Harder to figure is the watch he wears on the cover. Does it allude to Alice's White Rabbit — "Your Body Is," after all, "a Wonderland" — or to a private dispute with his personal scheduler? Perhaps its appearance heralds a new and more punctual era of rock. Critics and scholars will have the coming decades to settle these faultlines. The cover photo's only unambiguous aspect is his pants. He has clearly stolen them from Avril Lavigne.

Avril Whonow? Anyway. I was worried this spring that I was getting soft on John Mayer. When I heard that high school song on the radio, I didn't change the station as quickly as I used to. Back in the day, I was pratically Cool Papa Bell when it came to switching off Mayer. Satchel Paige said Bell could flip off the lights and be in bed before the room went dark. And me, at the dropping of the needle or laser on Mayer, I could change the station before the first note played.

One quick note of clarification. The story about how I threw a Mayer-playing radio so far it landed three states away has been exaggerated over time.

But anyway, Mayer then hit the D.C. airwaves in May with Waiting for the World to Change. Perhaps building off his dog-tag credentials, the only specifics in the song were about the war and the media. Sort of.

The lines were only specific on the Mayer scale of specificity. On the war, he wrote: "Now if we had the power / to bring our neighbors home from war / they would have never missed a Christmas / no more ribbons on their door." Was Mayer wishing we had the power against President Bush and the Pentagon or against Saddam Hussein and the insurgency? Couldn't tell.

He continued with the media: "And when you trust your television / what you get is what you got / cause when they own the information, oh / they can bend it all they want." Which way they were bending it, Mayer didn't say. Whether they were bending it about the war or something else entirely, he didn't say either. Full lyrics posted here and full audio posted here.

My radio station-switching speed subsequently returned.

Wednesday, October 26th, 2005

Not good

Different Strokes by Different Folks. Sly and the Family Stone covers by John Mayer, Maroon 5, Steven Tyler, will.i.am, and more.
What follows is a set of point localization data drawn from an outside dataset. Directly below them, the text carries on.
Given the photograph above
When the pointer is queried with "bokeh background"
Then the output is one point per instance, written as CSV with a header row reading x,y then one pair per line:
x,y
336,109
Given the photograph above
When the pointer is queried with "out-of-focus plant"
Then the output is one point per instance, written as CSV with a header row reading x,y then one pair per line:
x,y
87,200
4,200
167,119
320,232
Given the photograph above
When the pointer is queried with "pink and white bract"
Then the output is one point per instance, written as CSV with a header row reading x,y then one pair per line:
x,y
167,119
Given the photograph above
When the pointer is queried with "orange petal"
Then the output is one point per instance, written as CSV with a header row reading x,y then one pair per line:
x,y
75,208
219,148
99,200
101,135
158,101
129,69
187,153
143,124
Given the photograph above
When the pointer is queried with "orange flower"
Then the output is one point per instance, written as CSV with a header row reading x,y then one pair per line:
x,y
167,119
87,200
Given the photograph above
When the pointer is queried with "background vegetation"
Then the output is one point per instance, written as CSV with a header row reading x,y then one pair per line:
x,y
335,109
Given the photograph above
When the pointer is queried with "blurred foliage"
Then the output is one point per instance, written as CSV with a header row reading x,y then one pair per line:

Saturday, September 10th, 2005

Hope and concern

Hope. "I know for me to get onstage and play blues music, a lot of people aren't going to like the look of that. Basically, it's like wearing a target. But you get to a point where you need to try to get where you want to get."

Concern. "I have a pop sensibility and a blues sensibility. It is my obligation to the music to find the dead center."

The San Francisco Chronicle reports on John Mayer forming a blues band and planning to make an album.